Apesar do crescimento das dimensões nacional e internacional que o nome de Brizola representou gradativamente na política brasileira, o ex-governador sabia a importância de manter articulações em todas as esferas, o que acabou criando vínculos com Caxias do Sul. No município, tinha relação especialmente com Bruno Segalla, de quem era amigo, e contato com lideranças do PDT, partido que criou em 1979, incluindo mais tarde o ex-prefeito de Caxias, Alceu Barbosa Velho (PDT).
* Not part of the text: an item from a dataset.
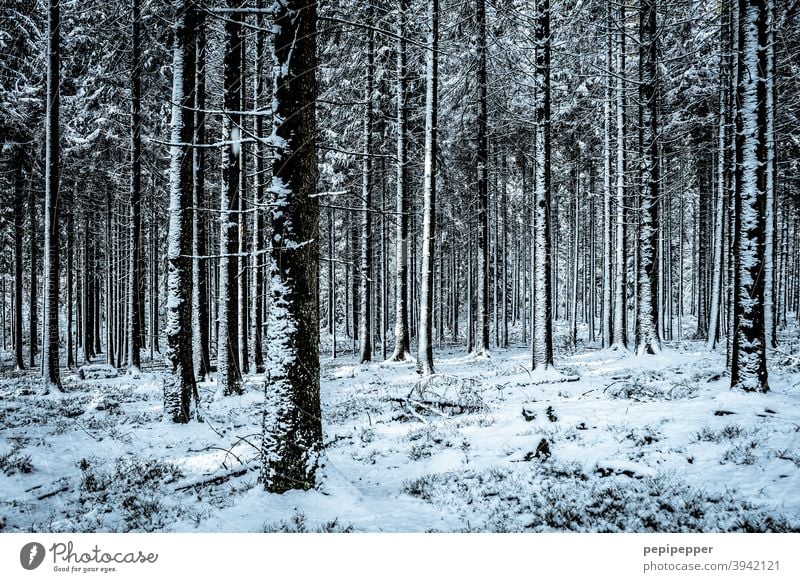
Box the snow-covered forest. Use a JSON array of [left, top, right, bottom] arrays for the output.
[[1, 0, 799, 533]]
— Tive a honra de ter conhecido pessoalmente o Leonel Brizola e ter convivido por alguns instantes em várias situações. O grande cara era o Segalla, ele queria muito bem o Segalla. Tinha uma amizade grande. Tinha o velho (Ruben) Bento Alves, que deu nome à perimetral, foi um grande amigo dele. E entre tapas e beijos, era o (ex-prefeito) Mansueto Serafini. Eles não se entendiam, mas se admiravam mutuamente — revela Alceu.
O ex-prefeito conta que teve maior contato com Brizola quando o ex-governador veio a Caxias, durante a Festa da Uva de 1998, quando era candidato a vice-presidente na chapa encabeçada por Luiz Inácio Lula da Silva (PT), que acabou derrotada por Fernando Henrique Cardoso (MDB).
Embora tenha ensaiado algumas vezes o retorno efetivo à política, após encerrar o segundo governo no Rio de Janeiro, em 1994, Brizola disputou as eleições de 1998 e ao Senado em 2002, mas não se elegeu. Morreu em 21 de junho de 2004, aos 82 anos.
Apesar das relações, o município conta com poucas referências em homenagem a Brizola. Atualmente, uma escola municipal (sem sede fixa, contradizendo os valores brizolistas) implantada em 2014 possui o seu nome, assim como área de lazer e o largo da rótula do Estádio Centenário, no bairro Marechal Floriano.
POUCAS HOMENAGENS EM CAXIAS
- Decreto do prefeito Alceu Barbosa Velho, em 2014, cria e denomina Escola Pública Municipal de Ensino Fundamental Governador Leonel Brizola. A escola nunca teve sede própria.
- Lei ordinária de autoria do vereador Gustavo Toigo, de 2005, denomina área pública localizada no bairro Marechal Floriano de Largo Governador Leonel Brizola (na rótula do Estádio Centenário, incluindo área de lazer).
- Decreto do Poder Executivo, de junho de 2004, decretou luto oficial pela morte de Leonel Brizola.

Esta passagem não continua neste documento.